The next step is to report the interpretation. Each test types described in the previous sections above will require different values to interpret the results. Vocabulary has also been proposed in LOINC using LOINC Answer Codes, but the LOINC documentation does not presently describe how to relate LOINC Answer codes to the supplied data. Certainly any set of values used for these interpretations will also need to be mapped into SNOMED CT, to allow for their eventual use in clinical decision support systems that rely on SNOMED CT. Note that some interpretations will remain "inconclusive" (have you ever finished a technical support call only to get no solution to your problem).

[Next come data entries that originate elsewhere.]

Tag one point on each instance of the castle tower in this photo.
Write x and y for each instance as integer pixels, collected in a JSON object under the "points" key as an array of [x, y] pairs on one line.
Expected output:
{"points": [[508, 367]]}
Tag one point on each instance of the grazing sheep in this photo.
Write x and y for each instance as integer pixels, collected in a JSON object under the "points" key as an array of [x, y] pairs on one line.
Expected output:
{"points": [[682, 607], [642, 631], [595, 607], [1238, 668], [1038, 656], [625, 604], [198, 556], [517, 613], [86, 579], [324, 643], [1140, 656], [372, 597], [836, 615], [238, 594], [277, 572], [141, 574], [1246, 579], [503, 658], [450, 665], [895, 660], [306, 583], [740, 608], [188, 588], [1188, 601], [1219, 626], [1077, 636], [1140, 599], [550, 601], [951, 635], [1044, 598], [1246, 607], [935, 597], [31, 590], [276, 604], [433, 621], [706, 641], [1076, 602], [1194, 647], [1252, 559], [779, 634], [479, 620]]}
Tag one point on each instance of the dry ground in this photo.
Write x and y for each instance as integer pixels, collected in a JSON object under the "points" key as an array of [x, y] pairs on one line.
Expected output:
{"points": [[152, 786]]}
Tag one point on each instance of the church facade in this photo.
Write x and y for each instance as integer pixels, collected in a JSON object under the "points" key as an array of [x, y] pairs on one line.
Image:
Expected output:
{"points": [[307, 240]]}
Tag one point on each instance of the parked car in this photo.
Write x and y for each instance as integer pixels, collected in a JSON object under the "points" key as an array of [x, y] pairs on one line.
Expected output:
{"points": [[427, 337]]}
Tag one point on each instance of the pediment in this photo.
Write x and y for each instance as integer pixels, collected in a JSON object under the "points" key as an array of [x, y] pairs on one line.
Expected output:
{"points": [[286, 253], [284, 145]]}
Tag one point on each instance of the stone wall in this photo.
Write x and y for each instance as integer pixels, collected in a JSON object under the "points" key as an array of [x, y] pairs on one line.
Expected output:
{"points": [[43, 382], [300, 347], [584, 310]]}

Because sequencing and genotyping is so expensive, it shouldn't be repeated unnecessarily. That means that enough detailed information should be conveyed in the result that future re-interpretation is possible. The average gene can contains from 10 to 15 thousand base pairs (think of these as the microinstructions), but this can vary dramatically, with some genes using millions of base pairs. This information is maintained by the testing laboratory and is absolutely essential in the initial interpretation of the results. When reported, these findings are summarized using the recommended standards. This will enable linkage of the genetic data to clinical genetic knowledgebases, so that interpretations can be maintained in a manner similar to other laboratory tests.
Different kinds of tests will require differing detailed results. A test that is attempting to identify a particular DNA marker or allele will need to describe what was found. Again, this identification can be performed using HGNC to describe the gene, NCBI Nucleotide Reference sequence identifiers, and HGVS nomenclature to describe the variations.
Details are not sufficient. The final component of the report should include interpretation of the results performed by a geneticist. Genetics is so complex that providers will need that expertise to understand the results. This analysis may include references to research, educational materials, suggested treatments or additional testing.
The Final Step
For most clinical uses, once the provider's question about the patient's genetics is answered, many more questions are asked by the provider and by the patient. Some of these involve how to communicate the information to the patient and/or their relatives; others involve what the next steps should be in management of the patient's health. These fall outside of the domain of Healthcare Standards, so I will not dwell upon them. However, The American Society of Clinical Oncology published a policy statement that addresses some of these issues. I recommend reading it.
American Society of Clinical Oncology Policy Statement Update: Genetic Testing for Cancer Susceptibility, Journal of Clinical Oncology, Vol 21, No 12 (Jun 15), 2003: pp 2397-2406 available on the web from http://jco.ascopubs.org/cgi/reprint/21/12/2397
This is an excellent article that describes many of the issues surrounding the need for, and appropriate use of genetic testing. While its principle audience is clinical oncologists, the explanations given for the ASCO positions are very clear, and address many issues that need to be considered with respect to genetic testing.
Thanks to Sandy Aronson, Director of IT, and Mollie Ullman-Cullere, both of HPCGG for arranging a tour of their genetic testing laboratory and answering my many questions on genetic testing. Thanks also to Mollie, and to Scott Bolte of GE Healthcare for their reviews of an early draft of this article. Accuracy is due to them, any errors are of course my own.